Florida Gov. Ron DeSantis on unemployment website probe: 'How long that will take, I don’t know'

“I was not here for this but they paid 77 million,” DeSantis said, for the CONNECT website, launched in 2013 under Gov. Rick Scott.

Florida Gov. Ron DeSantis on unemployment website probe: 'How long that will take, I don’t know'
GAGE SKIDMORE VIA FLICKR/CC 2.0

Gov. Ron DeSantis called for an Inspector General investigation of the state’s balky unemployment website, but said Friday there is no time frame for getting to the bottom of the situation..

“How long that will take, I don’t know,” DeSantis said in Jacksonville. “When the dust settles, we’ll be able to get some answers.”
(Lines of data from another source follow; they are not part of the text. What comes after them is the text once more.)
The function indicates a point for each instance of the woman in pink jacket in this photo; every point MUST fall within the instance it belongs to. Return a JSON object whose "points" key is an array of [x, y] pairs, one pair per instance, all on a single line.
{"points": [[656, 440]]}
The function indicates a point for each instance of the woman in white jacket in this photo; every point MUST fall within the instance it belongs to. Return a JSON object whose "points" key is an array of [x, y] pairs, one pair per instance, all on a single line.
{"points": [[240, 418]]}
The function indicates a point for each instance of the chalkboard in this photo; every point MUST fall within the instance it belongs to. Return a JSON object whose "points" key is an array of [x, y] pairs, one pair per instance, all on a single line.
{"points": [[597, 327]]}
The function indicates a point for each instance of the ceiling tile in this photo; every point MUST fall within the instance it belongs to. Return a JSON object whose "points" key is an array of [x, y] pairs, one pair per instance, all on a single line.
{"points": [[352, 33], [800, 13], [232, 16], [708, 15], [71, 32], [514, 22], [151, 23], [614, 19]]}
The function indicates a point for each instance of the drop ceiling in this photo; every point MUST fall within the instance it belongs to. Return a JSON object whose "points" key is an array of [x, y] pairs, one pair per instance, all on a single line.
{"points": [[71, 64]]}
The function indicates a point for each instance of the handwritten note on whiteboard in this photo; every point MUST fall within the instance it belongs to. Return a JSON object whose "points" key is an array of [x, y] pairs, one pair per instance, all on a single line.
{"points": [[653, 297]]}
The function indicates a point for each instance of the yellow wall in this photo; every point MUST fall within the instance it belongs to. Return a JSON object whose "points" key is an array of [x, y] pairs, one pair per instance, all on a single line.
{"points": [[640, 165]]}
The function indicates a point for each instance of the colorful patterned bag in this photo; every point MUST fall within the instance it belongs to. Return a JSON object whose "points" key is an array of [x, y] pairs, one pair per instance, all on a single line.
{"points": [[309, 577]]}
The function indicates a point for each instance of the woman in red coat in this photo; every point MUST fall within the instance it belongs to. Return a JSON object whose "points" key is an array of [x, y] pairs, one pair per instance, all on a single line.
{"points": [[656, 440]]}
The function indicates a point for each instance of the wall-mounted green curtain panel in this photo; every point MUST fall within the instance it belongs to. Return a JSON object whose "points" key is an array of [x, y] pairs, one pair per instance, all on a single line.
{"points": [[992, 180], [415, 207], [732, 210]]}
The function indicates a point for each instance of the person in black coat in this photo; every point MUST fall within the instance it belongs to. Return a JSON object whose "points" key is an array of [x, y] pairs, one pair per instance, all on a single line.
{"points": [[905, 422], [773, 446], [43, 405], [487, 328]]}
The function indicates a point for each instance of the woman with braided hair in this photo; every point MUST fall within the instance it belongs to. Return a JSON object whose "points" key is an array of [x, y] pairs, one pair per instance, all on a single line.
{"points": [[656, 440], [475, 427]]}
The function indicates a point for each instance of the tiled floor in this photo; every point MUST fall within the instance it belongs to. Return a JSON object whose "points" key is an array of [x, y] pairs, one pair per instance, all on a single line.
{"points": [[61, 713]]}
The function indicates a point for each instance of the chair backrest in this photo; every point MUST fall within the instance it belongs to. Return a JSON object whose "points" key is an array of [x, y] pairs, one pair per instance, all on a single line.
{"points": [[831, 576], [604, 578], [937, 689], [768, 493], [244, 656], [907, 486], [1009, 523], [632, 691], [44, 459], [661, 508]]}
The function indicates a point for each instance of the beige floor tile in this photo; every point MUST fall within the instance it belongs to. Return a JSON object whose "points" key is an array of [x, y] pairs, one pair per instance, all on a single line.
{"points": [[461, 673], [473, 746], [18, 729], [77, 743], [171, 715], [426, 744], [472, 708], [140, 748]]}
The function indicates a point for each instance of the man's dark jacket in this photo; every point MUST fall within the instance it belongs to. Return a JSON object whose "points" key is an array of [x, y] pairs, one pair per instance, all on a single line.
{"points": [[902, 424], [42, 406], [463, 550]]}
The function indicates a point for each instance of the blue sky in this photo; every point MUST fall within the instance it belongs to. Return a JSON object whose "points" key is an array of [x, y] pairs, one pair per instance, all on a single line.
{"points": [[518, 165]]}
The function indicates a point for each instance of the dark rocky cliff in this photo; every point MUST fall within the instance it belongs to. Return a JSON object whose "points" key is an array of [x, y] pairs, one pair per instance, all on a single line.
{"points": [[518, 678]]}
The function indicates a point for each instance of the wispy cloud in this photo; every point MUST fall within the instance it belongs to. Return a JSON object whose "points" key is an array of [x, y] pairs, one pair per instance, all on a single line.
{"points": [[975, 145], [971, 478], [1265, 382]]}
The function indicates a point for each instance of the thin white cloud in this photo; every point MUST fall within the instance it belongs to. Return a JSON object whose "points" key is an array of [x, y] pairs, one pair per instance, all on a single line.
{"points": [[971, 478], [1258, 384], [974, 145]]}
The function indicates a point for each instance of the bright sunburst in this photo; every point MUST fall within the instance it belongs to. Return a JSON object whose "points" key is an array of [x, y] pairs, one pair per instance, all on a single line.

As weeks of delayed checks turn into months for hundreds of thousands rendered jobless because of economic restrictions imposed by this Governor, DeSantis continued a recent tradition of deflecting blame for the site and describing recent improvements made.

“I was not here for this but they paid 77 million,” DeSantis said, for the CONNECT website, launched in 2013 under Gov. Rick Scott. “Engineers said this thing was very flawed and simply not worth the money.”

These answers may sound familiar because they’ve been recurrent tropes, in press conferences with the experienced hands of the Tallahassee press corps, as well as in roadshow appearances in various markets around the state.

The Governor stressed that payments are going out, with 1.1 million paid and 150,000 checks sent out Thursday, before projecting optimism that in spite of catastrophic failures with the unemployment insurance system, Florida is better off than most places dealing with a “historic spike” in joblessness.

Florida has “mitigated that damage,” DeSantis said, with recent ramp ups in construction and road projects providing an economic engine other states didn’t engage.

“We want to get people cash,” DeSantis said, but “lay that foundation to get back.”

Meanwhile, many parts of the country see “no end in sight … no light at the end of the tunnel,” the Governor noted.

DeSantis noted that a “protracted economic downturn” would be “catastrophic,” in terms of the economy, the social fabric, and public health.

Additionally, he suggested that federal Paycheck Protection Program loans have been misrouted to businesses that don’t need them, leaving “small businesses” out in the cold.

“Some of the bigger companies are getting money and small businesses are not getting anything,” DeSantis said, saying that big “companies that got millions even though they were never forced to close” are “bad actors.”